Su labio y cejas están partidos, manchando de sangre su rostro. Sus ojos negros me escudriñan, evaluando rápidamente mis heridas.

Nunca había estado más feliz de ver su rostro enojado como ahora; hasta amaría que me grite solo por saber que estoy viva, que me ha salvado.

—¿Puedes caminar con esa pierna? —pregunta, y se acerca a evaluar mi pie, pero me muerdo la lengua, sacando sangre, cuando intenta moverlo— No está rota, pero debemos salir de aquí, cielo.

¿Cómo me ha llamado? No se ha dado cuenta de mi expresión de asombro porque está más ocupado ideando la manera de moverme de aquí.

Utilizo toda mi fuerza para asentar el pie a pesar del dolor que me produce, que podría paralizar a cualquiera, pero no a mí, no a mí, que he pasado por cosas peores y aun así he seguido moviéndome.

—Salgamos de aquí —evito el cuerpo de la persona que está tirada en el piso con un disparo en la cabeza, porque es el que O'Brien derribó.

Medio cojeo y medio camino lo más rápido que puedo detrás de O'Brien, que va abriéndose camino entre los disparos incesantes. Nunca lo había visto así; tan certero como el teniente coronel, hasta podría decir que tiene más potencial si de armas se trata. No falla un solo tiro.

Cuando estoy a punto de caerme, me agarra de la cintura, devolviéndome el equilibrio, y su toque me incomoda. Me siento rara con él siendo tan ¿Amable? ¿Buena persona? ¿Misterioso?

Todo es un caos; demasiados cuerpos tirados de personas vestidas de negro. Logro ver por el rabillo del ojo al que reconozco como Dendrik, con una ¿Guadaña? Esta gente está desquiciada.

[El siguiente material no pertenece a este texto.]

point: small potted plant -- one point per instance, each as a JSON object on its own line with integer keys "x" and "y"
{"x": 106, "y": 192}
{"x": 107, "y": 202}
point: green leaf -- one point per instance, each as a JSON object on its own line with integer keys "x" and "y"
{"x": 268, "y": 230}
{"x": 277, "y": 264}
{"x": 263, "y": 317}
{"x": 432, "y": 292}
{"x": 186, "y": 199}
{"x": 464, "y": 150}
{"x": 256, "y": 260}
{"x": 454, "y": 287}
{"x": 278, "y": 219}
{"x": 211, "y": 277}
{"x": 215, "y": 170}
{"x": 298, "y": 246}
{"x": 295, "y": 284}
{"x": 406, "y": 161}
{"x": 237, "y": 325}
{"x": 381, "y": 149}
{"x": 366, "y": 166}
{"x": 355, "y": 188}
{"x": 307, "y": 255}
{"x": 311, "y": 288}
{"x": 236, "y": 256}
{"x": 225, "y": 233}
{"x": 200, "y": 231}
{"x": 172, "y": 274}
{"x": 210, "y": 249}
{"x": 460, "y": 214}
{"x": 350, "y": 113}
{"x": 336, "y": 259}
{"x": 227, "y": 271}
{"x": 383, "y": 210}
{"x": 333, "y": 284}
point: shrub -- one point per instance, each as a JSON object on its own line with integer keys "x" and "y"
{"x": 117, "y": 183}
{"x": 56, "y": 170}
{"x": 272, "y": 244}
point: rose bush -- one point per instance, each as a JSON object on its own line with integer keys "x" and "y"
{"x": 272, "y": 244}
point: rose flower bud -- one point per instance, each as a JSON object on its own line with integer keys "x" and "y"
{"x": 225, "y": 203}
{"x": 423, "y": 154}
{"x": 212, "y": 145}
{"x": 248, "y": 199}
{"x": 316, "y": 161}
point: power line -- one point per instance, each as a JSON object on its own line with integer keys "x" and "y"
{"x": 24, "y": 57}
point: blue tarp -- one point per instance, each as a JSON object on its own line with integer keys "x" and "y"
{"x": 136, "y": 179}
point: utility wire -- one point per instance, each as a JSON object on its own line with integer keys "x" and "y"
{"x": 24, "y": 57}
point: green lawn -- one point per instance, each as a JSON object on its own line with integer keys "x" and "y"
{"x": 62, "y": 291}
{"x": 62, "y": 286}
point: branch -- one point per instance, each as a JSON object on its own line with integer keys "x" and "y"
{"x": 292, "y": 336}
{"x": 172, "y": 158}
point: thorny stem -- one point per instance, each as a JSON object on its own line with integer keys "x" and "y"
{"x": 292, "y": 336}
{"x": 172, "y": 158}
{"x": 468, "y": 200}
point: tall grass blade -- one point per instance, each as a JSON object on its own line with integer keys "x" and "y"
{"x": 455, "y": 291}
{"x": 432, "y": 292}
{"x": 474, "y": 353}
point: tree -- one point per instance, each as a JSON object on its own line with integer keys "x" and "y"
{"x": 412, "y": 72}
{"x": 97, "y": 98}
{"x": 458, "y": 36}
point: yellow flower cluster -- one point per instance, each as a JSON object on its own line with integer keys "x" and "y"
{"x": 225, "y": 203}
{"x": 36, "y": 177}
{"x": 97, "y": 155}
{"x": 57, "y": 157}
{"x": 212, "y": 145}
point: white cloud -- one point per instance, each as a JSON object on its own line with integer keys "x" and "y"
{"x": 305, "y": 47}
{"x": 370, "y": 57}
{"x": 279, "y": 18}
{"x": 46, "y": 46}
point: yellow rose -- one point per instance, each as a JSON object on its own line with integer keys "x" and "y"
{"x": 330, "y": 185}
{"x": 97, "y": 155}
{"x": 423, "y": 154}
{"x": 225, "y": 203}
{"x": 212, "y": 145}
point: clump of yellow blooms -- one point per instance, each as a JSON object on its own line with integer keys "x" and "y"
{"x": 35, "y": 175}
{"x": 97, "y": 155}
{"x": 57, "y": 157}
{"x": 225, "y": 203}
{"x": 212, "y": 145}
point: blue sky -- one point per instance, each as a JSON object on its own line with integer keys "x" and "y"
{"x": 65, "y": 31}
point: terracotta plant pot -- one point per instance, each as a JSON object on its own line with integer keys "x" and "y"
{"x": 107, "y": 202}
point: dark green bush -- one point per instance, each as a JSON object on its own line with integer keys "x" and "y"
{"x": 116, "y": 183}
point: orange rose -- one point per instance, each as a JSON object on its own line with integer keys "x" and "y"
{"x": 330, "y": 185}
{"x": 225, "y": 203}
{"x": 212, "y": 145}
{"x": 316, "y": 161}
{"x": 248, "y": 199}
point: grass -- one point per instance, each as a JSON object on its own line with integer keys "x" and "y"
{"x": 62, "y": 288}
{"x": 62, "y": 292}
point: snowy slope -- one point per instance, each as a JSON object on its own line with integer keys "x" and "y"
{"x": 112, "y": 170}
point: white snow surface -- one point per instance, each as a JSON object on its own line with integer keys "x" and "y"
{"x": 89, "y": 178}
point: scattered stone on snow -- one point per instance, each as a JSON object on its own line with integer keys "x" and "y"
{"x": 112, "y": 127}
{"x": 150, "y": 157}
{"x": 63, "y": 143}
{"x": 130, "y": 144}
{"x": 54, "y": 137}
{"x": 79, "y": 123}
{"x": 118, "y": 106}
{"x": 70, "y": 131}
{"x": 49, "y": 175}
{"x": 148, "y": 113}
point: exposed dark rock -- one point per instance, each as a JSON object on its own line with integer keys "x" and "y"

Me quedo asombrada viendo al alemán pelear. Tiene las manos vendadas, como un boxeador experto, y blande la guadaña como un verdadero enviado de la muerte. Corta las cabezas de sus enemigos en un abrir y cerrar de ojos. Noto que su brazo sangra, pero se mueve como si nada le doliera.

Salta por el aire, propinándole una patada al que está delante de él, mientras envía la guadaña por su espalda y le corta la cabeza al que tiene atrás, como si tuviera ojos en la espalda.